Typical participants in a stock market include (both retail and institutional) investors and traders, as well as market makers (MMs) and specialists who maintain liquidity and provide two-sided markets. Brokers are third parties that facilitate trades between buyers and sellers but who do not take an actual position in a stock.

Over-the-Counter Markets

An over-the-counter (OTC) market is a decentralized market—meaning it does not have physical locations, and trading is conducted electronically—in which market participants trade securities directly between two parties without a broker. Certain derivatives markets, however, are exclusively OTC, and so make up an important segment of the financial markets.

Bond Markets

A bond is a security in which an investor loans money for a defined period at a pre-established interest rate. Bonds are issued by corporations as well as by municipalities, states, and sovereign governments to finance projects and operations. The bond market sells securities such as notes and bills issued by the United States Treasury, for example. The bond market also is called the debt, credit, or fixed-income market.

Money Markets

Money markets trade in products with highly liquid short-term maturities (of less than one year) and are characterized by a high degree of safety and a relatively low return in interest. At the wholesale level, the money markets involve large-volume trades between institutions and traders. At the retail level, they include money market mutual funds bought by individual investors and money market accounts opened by bank customers. Individuals may also invest in the money markets by buying short-term certificates of deposit (CDs), municipal notes, or U.S. Treasury bills, among other examples.

Derivatives Markets

A derivative is a contract between two or more parties whose value is based on an agreed-upon underlying financial asset (like a security) or set of assets (like an index). Derivatives are secondary securities whose value is solely derived from the value of the primary security that they are linked to. Rather than trading stocks directly, a derivatives market trades in futures and options contracts, and other advanced financial products, that derive their value from underlying instruments like bonds, commodities, currencies, interest rates, market indexes, and stocks. 

Futures markets are where futures contracts are listed and traded. Unlike forwards, which trade OTC, futures markets utilize standardized contract specifications, are well-regulated, and utilize clearinghouses to settle and confirm trades. Options markets similarly list and regulate options contracts. Both futures and options exchanges may list contracts on various asset classes, such as equities, fixed-income securities, commodities, and so on.

Forex Market

The forex (foreign exchange) market is the market in which participants can buy, sell, hedge, and speculate on the exchange rates between currency pairs.

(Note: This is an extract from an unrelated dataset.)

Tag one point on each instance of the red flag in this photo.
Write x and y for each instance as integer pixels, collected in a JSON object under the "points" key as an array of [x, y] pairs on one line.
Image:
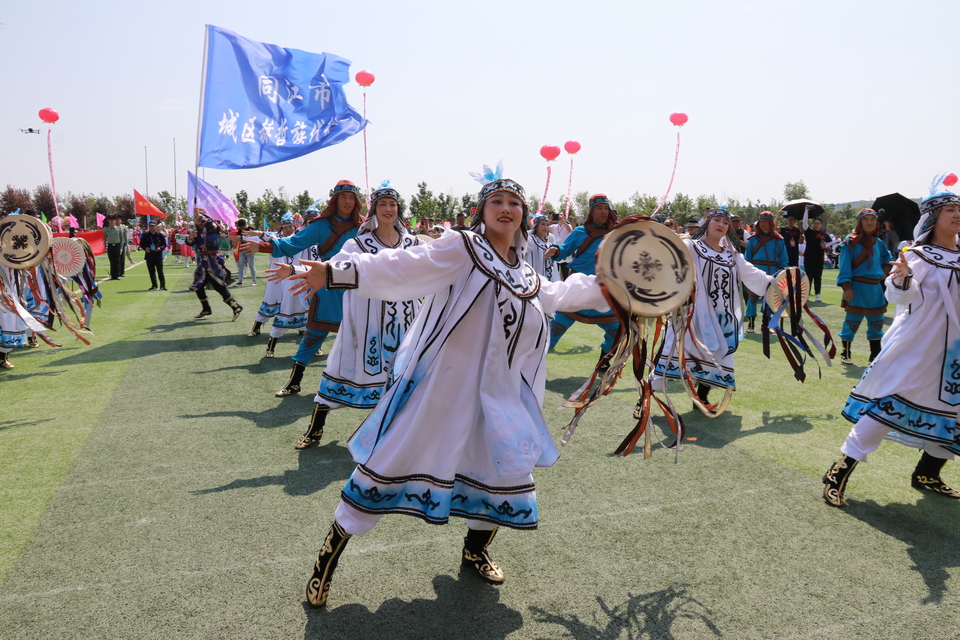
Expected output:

The forex market is the most liquid market in the world, as cash is the most liquid of assets. The currency market handles more than $5 trillion in daily transactions, which is more than the futures and equity markets combined.

Commodities Markets

Commodities markets are venues where producers and consumers meet to exchange physical commodities such as agricultural products (e.g., corn, livestock, soybeans), energy products (oil, gas, carbon credits), precious metals (gold, silver, platinum), or “soft” commodities (such as cotton, coffee, and sugar). These are known as spot commodity markets, where physical goods are exchanged for money. The bulk of trading in these commodities, however, takes place on derivatives markets that utilize spot commodities as the underlying assets.

Cryptocurrency Markets

The past several years have seen the introduction and rise of cryptocurrencies such as Bitcoin and Ethereum, decentralized digital assets that are based on blockchain technology. Today, hundreds of cryptocurrency tokens are available and trade globally across a patchwork of independent online crypto exchanges. These exchanges host digital wallets for traders to swap one cryptocurrency for another, or for fiat monies such as dollars or euros.